What prompted the hearing, says Gilchrest, was his initial request to look at the science of the Eastern oyster in the subcommittee he chairs on Fisheries Conservation, Wildlife and Oceans. Then, says Gilchrest, “the chairman decided to bring the issue to the full committee.

“What happens in Washington,” Gilchrest explains, “is you can hold a hearing dealing with Bay restoration and native oysters, but unless you keep this up and constantly pay attention, it fades out of public view and out of the decision makers’ view. The public does not have a great understanding of these issues. Nor do scientists, I think, converse enough on these issues.”

Gilchrest planned the subcommittee hearing, he said, “to show the condition of Virginica in the Chesapeake Bay and around the country and to show how degraded the Chesapeake Bay is.”
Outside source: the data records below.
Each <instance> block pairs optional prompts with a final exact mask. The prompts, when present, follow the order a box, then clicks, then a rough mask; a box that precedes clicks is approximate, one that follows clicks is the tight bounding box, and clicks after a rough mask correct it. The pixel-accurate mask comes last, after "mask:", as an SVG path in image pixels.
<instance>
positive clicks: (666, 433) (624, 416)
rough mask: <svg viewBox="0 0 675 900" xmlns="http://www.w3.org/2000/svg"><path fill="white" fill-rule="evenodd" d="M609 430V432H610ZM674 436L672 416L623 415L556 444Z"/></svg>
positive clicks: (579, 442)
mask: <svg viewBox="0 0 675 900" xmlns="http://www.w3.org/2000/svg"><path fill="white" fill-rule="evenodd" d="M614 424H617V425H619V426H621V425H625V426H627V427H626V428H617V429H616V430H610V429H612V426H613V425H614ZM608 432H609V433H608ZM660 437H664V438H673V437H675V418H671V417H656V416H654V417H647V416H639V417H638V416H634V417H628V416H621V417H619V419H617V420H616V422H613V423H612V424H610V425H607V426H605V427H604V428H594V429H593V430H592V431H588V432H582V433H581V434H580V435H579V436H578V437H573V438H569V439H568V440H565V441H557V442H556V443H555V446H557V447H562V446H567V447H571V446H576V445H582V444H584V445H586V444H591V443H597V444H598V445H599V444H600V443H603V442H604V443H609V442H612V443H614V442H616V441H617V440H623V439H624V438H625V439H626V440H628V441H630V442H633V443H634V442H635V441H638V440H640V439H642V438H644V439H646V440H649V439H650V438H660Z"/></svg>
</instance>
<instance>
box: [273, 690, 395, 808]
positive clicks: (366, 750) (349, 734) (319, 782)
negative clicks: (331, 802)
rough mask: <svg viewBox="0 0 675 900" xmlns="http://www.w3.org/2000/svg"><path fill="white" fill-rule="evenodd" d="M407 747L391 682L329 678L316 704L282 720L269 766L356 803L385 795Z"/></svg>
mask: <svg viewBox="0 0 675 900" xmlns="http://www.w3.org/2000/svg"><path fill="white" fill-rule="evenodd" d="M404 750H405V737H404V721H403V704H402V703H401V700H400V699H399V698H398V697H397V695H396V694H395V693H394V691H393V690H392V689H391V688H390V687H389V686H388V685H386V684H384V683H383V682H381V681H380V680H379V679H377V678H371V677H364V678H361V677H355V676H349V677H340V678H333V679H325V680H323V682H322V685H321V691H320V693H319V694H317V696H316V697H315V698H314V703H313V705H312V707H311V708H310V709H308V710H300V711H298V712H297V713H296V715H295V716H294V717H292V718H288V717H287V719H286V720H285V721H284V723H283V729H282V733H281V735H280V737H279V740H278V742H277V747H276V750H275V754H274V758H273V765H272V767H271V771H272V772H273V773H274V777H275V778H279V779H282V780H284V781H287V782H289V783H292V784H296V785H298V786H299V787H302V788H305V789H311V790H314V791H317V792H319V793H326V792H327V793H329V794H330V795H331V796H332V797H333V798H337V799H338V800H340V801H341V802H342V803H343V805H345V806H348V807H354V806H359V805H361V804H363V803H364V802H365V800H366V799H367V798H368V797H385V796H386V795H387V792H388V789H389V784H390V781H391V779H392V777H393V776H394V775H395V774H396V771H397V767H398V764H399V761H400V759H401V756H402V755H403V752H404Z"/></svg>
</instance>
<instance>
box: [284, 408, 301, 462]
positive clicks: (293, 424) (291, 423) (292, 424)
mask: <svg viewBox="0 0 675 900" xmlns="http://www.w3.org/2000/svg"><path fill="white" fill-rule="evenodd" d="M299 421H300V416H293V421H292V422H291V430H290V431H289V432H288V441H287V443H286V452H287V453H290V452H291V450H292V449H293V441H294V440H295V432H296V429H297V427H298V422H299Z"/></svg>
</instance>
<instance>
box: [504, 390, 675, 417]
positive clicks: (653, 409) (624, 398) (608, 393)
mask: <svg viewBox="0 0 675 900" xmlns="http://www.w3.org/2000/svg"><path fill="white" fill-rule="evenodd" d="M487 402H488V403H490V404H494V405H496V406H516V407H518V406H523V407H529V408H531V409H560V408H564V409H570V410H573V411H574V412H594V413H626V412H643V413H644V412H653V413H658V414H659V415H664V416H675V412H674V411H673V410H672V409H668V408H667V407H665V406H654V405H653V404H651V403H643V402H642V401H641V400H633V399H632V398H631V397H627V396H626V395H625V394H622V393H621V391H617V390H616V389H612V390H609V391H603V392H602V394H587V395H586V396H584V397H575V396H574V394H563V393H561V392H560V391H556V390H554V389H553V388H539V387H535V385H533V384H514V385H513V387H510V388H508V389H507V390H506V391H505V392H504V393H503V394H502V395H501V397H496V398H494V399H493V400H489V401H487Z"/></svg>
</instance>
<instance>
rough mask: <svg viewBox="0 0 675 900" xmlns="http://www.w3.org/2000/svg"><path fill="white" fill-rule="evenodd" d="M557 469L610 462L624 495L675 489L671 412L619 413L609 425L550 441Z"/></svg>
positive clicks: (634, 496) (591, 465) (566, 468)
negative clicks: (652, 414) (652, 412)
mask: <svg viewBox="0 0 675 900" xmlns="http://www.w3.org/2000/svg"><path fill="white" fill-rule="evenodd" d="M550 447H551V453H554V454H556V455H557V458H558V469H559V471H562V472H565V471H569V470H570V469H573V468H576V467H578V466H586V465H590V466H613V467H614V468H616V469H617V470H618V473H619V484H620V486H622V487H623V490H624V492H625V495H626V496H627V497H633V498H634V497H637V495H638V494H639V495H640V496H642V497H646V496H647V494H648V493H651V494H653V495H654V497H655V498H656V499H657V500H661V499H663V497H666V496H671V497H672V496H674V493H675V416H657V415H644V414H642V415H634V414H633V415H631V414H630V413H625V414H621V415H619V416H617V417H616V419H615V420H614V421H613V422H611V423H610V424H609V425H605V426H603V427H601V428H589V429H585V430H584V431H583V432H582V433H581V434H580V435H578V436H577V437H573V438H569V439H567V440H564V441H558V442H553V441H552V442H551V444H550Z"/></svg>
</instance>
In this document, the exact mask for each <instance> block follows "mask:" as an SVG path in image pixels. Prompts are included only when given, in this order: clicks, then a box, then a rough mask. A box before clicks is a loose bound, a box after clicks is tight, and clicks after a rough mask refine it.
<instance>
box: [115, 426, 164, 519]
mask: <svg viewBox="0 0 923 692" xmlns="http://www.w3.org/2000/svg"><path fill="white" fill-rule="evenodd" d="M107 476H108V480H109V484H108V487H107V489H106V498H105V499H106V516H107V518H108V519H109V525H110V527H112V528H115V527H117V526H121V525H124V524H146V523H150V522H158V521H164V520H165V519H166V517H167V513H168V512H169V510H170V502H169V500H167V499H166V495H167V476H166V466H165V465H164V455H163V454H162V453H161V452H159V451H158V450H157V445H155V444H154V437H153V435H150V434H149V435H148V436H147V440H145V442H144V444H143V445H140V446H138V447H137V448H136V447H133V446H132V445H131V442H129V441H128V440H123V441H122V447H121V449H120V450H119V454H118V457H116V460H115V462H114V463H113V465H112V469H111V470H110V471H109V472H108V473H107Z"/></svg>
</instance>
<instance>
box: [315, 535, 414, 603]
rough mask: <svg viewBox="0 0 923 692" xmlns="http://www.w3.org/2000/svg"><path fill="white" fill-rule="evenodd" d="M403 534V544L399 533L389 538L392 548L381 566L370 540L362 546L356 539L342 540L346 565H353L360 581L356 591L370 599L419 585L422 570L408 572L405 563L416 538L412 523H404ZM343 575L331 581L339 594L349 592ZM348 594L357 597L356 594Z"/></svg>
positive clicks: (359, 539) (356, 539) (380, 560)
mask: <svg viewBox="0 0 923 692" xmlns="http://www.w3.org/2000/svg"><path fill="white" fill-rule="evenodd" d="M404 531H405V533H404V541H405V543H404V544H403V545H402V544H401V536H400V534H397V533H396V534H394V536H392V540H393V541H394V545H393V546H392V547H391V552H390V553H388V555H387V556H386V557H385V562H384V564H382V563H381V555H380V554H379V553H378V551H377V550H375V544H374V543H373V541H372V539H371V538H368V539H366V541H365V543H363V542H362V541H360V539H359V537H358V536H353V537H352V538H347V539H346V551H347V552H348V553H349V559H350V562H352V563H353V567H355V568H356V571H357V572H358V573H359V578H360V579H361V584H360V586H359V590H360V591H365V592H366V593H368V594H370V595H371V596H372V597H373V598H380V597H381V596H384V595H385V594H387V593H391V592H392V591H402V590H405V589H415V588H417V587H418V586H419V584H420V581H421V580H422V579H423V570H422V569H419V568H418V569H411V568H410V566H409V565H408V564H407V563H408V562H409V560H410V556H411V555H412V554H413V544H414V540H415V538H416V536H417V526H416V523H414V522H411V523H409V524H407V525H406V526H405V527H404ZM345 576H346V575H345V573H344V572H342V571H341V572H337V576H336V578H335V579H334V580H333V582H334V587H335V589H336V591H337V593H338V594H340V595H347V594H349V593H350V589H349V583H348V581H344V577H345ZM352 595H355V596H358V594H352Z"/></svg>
Awareness, he said, could “enhance the idea for more sanctuaries in the Chesapeake.”

The hearings could also give our oysters more political clout.

“Many scientists who deal with these issues come from public or natural resource agencies. Unless leadership tells them we need to do more, more is not done. Unless the leadership — that’s me, the governor, senators, state officials — pushes on this to be more innovative, then there is very little innovation that takes place. Unless there is a constant exchange of information, there are fewer ideas. So I think it’s important to ask the right questions and raise the issues.”

One result Gilchrest does not expect is for the Eastern oyster to make the endangered species list. Listing would bring it under the jurisdiction of the U.S. Department of Fish and Wildlife and give it special protections.

“It’s not likely it will be listed,” Gilchrest said, “because it’s not endangered in some areas.”